Un bacio non per possedere, ma per dare forma a un dolore. Forse era questo che
intendeva. Forse non lo sapeva nemmeno lui.
Era
diventato bravo a non aspettarsi nulla. A non chiedere. A non esporsi. Aveva
imparato che il cuore si spezza più spesso per le attese che per le perdite.
Così non aspettava più. E quando qualcuno lo guardava, abbassava gli occhi.

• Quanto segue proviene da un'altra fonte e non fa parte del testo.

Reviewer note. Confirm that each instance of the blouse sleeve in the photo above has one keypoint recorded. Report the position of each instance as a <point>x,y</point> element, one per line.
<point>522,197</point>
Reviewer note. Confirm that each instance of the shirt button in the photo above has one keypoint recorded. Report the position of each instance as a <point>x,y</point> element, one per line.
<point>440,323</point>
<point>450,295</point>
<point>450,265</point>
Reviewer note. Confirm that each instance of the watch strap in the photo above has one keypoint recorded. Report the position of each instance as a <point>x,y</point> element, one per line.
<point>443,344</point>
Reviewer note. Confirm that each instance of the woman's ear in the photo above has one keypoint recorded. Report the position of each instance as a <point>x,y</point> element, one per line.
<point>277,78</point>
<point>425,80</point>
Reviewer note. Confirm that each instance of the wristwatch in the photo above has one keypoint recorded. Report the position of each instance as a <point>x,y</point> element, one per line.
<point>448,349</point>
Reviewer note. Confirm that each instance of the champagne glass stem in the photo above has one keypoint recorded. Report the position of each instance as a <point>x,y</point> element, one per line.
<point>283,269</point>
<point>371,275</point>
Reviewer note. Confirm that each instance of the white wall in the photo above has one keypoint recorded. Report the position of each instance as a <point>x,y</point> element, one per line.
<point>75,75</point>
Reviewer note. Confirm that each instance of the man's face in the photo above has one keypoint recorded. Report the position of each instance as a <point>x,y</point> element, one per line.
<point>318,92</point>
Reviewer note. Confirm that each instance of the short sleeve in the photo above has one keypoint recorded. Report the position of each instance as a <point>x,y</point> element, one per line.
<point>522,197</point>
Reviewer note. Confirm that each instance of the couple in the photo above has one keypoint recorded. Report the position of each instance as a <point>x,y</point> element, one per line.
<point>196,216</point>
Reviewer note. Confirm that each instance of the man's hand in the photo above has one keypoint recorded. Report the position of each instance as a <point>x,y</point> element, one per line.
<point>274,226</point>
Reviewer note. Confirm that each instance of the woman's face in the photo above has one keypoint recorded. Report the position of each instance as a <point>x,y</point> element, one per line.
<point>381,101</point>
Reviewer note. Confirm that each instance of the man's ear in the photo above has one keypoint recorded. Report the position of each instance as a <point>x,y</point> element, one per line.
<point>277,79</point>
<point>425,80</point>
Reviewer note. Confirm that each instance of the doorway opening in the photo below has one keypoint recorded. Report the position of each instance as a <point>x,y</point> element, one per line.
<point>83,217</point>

Quando qualcuno parlava, ascoltava, ma si teneva al margine. E quando camminava
con altri, lasciava che scegliessero la strada, purché non fosse la sua.
Certe
sere tornava nella stanza dell’affitto con i muri spogli e l’odore persistente
di muffa. Si toglieva le scarpe lentamente, con gesti misurati, come se
togliersi quel peso potesse alleggerirgli anche il cuore. Poi restava seduto
sul letto, in silenzio, a guardare la finestra chiusa. Aveva imparato a vivere
così: in superficie. Senza tagli netti, senza salti. Solo una lunga, lenta,
opaca resistenza.
Il
gesto gratuito non arrivava. Ma ogni tanto, senza che lo sapesse, una poesia lo
toccava. Un verso di Rilke, la cadenza di una frase di Pavese, una vecchia
canzone alla radio. E allora si scopriva a piangere, senza rabbia. Come se il
corpo, per un attimo, ricordasse quello che la mente aveva disimparato.
Era
ancora vivo. Anche se aveva smesso di crederci.
All’università
Marco studiava Lettere.
Non
con entusiasmo, ma con una specie di devozione stanca. Leggeva molto, annotava
con ordine, prendeva la parola solo quando costretto. Non sgomitava per dire la
sua, non alzava la voce nei seminari, non si sedeva mai in prima fila. Aveva
scelto quella facoltà come si sceglie un rifugio: non per vocazione ma per
esclusione, come si entra in chiesa in un giorno di pioggia.
La
letteratura lo rassicurava. Era il solo linguaggio che ancora non lo tradiva. I
personaggi dei romanzi soffrivano come lui, ma avevano dignità. I poeti avevano
attraversato il vuoto senza riderci sopra. E anche se non riusciva più a
credere davvero in nulla, almeno lì, tra le pagine, il dolore aveva ancora una
forma. E la forma, a volte, consola più della speranza.